We had a farewell dinner in Cusco and were taken to a local restaurant which has excellent alpaca. Can you imagine that I ate one of those cute animals!!??? Well, the tenderloin alpaca steaks were delicious.
Warren had his last pisco sour and then Rob finished off mine. I tried but it was too strong for my newly healed intestines.
The next day we flew to Lima. What a zoo the Cusco airport was! We were given gate 3 to go to as they were getting ready to load our plane from gate1. Good thing Warren was paying attention. That was a long, long day for everyone. We got to Lima mid-afternoon with hours and hours to wait for the kids' plane to leave for Toronto (2 am or so) . I had a hotel room at the Ramada right at the airport. I figured that it would be handy for the kids to veg in while waiting plus Don was coming in at midnight and needed a place to sleep for a few hours. Well, they would only let the kids stay for one hour then I was charged $20 each! Very small of them as they didn't use any resources except toilet paper!!! To spend all that time in the airport would have been a nightmare as they couldn't check in that early and there were no seats except in the food court. (And speaking of food courts --- they go around with menus then get the food for you!) So I said goodbye to them around 1030 so hope everything went well for them on their long trip home.
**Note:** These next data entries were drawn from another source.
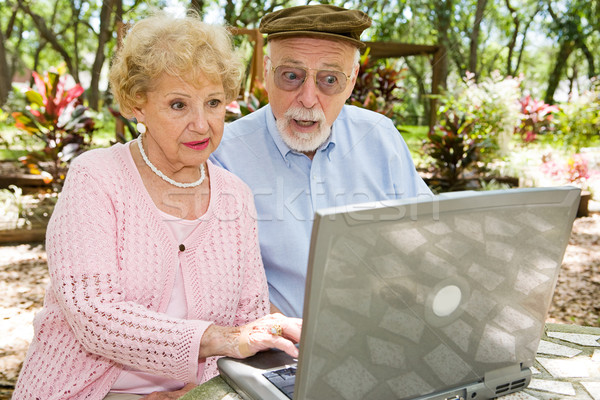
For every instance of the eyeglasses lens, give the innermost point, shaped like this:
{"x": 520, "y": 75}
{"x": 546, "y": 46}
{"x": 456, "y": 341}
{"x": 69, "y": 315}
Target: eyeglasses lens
{"x": 291, "y": 78}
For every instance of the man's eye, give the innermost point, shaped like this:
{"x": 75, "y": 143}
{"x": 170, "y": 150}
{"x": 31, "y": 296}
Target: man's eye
{"x": 330, "y": 80}
{"x": 178, "y": 105}
{"x": 291, "y": 76}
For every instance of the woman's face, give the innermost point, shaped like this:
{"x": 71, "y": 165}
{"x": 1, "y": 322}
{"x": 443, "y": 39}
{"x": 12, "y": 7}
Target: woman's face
{"x": 184, "y": 122}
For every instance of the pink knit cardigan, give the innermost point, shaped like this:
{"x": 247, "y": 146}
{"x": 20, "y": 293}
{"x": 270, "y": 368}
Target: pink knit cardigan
{"x": 112, "y": 264}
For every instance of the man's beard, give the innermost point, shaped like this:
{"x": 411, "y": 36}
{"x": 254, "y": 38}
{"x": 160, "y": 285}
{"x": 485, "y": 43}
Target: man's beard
{"x": 300, "y": 141}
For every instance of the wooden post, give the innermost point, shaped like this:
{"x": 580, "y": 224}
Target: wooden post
{"x": 256, "y": 65}
{"x": 436, "y": 67}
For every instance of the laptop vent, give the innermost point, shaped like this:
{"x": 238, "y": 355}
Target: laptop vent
{"x": 511, "y": 387}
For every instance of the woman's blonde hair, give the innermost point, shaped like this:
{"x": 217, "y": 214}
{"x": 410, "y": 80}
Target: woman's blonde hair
{"x": 184, "y": 47}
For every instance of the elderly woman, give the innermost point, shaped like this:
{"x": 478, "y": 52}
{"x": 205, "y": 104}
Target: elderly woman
{"x": 152, "y": 250}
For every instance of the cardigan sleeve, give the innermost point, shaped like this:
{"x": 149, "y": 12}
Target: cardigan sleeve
{"x": 254, "y": 301}
{"x": 84, "y": 265}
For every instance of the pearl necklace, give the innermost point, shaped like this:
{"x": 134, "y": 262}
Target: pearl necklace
{"x": 166, "y": 178}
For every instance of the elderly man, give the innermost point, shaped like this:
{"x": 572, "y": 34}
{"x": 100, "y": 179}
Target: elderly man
{"x": 307, "y": 150}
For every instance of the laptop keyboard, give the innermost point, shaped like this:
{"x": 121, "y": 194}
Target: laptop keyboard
{"x": 283, "y": 379}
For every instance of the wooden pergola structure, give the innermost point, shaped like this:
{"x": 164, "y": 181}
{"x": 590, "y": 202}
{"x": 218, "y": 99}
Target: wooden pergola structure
{"x": 380, "y": 50}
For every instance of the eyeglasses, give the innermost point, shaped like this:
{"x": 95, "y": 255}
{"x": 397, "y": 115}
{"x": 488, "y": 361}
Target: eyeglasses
{"x": 290, "y": 78}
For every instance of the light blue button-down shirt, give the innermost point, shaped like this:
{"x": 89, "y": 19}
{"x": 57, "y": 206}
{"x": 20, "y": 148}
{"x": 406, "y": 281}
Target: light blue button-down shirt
{"x": 364, "y": 160}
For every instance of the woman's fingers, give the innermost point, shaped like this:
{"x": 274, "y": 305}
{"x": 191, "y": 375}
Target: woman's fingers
{"x": 271, "y": 331}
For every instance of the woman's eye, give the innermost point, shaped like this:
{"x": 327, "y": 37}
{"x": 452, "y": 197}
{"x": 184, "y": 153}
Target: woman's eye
{"x": 178, "y": 105}
{"x": 214, "y": 103}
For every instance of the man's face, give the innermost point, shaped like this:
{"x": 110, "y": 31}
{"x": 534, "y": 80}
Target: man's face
{"x": 305, "y": 111}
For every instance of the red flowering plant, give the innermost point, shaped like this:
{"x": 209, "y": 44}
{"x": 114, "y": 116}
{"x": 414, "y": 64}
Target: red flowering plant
{"x": 574, "y": 171}
{"x": 537, "y": 118}
{"x": 55, "y": 116}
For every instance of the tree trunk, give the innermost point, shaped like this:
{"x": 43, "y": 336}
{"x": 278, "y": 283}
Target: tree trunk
{"x": 565, "y": 50}
{"x": 103, "y": 37}
{"x": 5, "y": 74}
{"x": 589, "y": 57}
{"x": 443, "y": 22}
{"x": 474, "y": 45}
{"x": 50, "y": 36}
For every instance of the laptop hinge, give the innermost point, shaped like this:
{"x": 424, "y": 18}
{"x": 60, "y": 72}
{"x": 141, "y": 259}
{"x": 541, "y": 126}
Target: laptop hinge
{"x": 507, "y": 380}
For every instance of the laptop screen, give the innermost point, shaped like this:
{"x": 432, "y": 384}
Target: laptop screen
{"x": 407, "y": 298}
Don's plane landed about 15 minutes late at 1225 am. As predicted, it took about an hour for the luggage to come plus get through immigration. I was so glad to see him come through that door! We managed a few hours sleep then headed for the check-in 3 hours early. That can be a zoo there but was easy for a change. Then when we went to go through security, a problem emerged. Don didn't have some sticker on his boarding card so they sent him back to the check-in while I cooled my heals with the carry-on stuff. He had to go through about 6 people before someone knew about this sticker -- have no idea what it was all about. But, as I said, that is why one starts going through security early. All was well after that.
When we flew into Quito, I noticed how different the countryside was. It was dry of course but had hills instead of mountains, was quite agricultural and the houses were more spread out. Quito is about 50 km long and fairly narrow as it is in a valley between the two chains of the Andes. The housing is many grades above what we saw in Cusco -- definitely more prosperous looking. The traffic was noticeably different. Whereas in Peru it's a free for all on the roads with many honking horns, the drivers here obey the rules. There is still jostling for position at intersections and corners but they are polite about it.
We are staying at a Hilton hotel and, I must say, quite a contrast to the hotels we were in in Peru! But I guess we are getting what we pay for. This is the "joining hotel" for the tour so is much easier if we stay here. Don't want to see the bill for two nights though!!! We are on the "Executive" floor which has its own breakfast room plus a smaller room which serves cookies, fruit, coffee, pop, etc during the day. All "free" of course!
Our G adventures driver from the airport was very informative on the drive in. Gas is $2 a gallon for super and $1.50 for regular. They use American dollars here with the coins in local currency. The economy is doing well as the US $ brings in investments from various countries. Temperature extremes go from -6 to 25 C.They have elections every 4 years and are happy with their present president. Public education, including university, is free and the private university charges $1000 for 6 months. (have to buy their own books). They have two tiered health care as well. Luis says it is best to pay and get better care. The cost of alcohol has gone up a lot recently trying to stem the alcoholism that the cheap prices brought.
Today we were picked up at 9 am by another Gap employee. Ivan was a nice young man who drove us around in his KIA 4WD (small version). We had a city tour which included the largest church in the world except for St Peters Basilica in Rome. Quite beautiful. Instead of the gargoyles (spelling?) that are usually featured, they used local animals and birds. We then had a walk around the old city which is a UNESCO heritage site. Don's watch band had broken so we were able to get that fixed. Nice to have local knowledge of where to go. We then drove up to the top of a hill for a view of the surrounding city. Next stop was an empanada shop as we headed north to the equator. It was a hole in the wall where they made them fresh. I was so pleased to find their meat one was very similar to the ones I enjoyed so much in Chile. Our lunch for 3 came to $6.30! We had 6 empanadas and three drinks. The cokes and Inka cola cost 35 cents each!!!
Then it was on to the equator museum. First we had a talk about two of the native tribes from the Amazon. In one, the men tie a string around their waist under which they tuck their penis. This is to keep a parasite from entering their body when they are swimming. Otherwise they are naked. We saw their weapons ands I was surprised how very long their blow pipes were! We also heard how they do the head shrinking. Nowadays they use animals instead of humans so that they can keep the practice alive.Then we had a demo with the water going down the drain. Our guide first did it right on the line. It went straight down with no swirls. She then moved the portable sink to the "south" and then the "north". We couldn't believe how such a short distance from the equator (a few feet) made such a difference in the swirl. We did a little exercise with a raw egg -- balanced it on the head of a nail. The yolk goes to the bottom and gravity pulls straight down. I now have a certificate proclaiming me egg balancing "champion".
Don is doing very well with the elevation -- over 9000 feet. I've learned a lot so was able to pass along the simple solution which is to drink lots of water. He had been feeling crappy but was fine after downing a liter. We did some walking today with a few stairs and no shortness of breath or rapid heartbeat.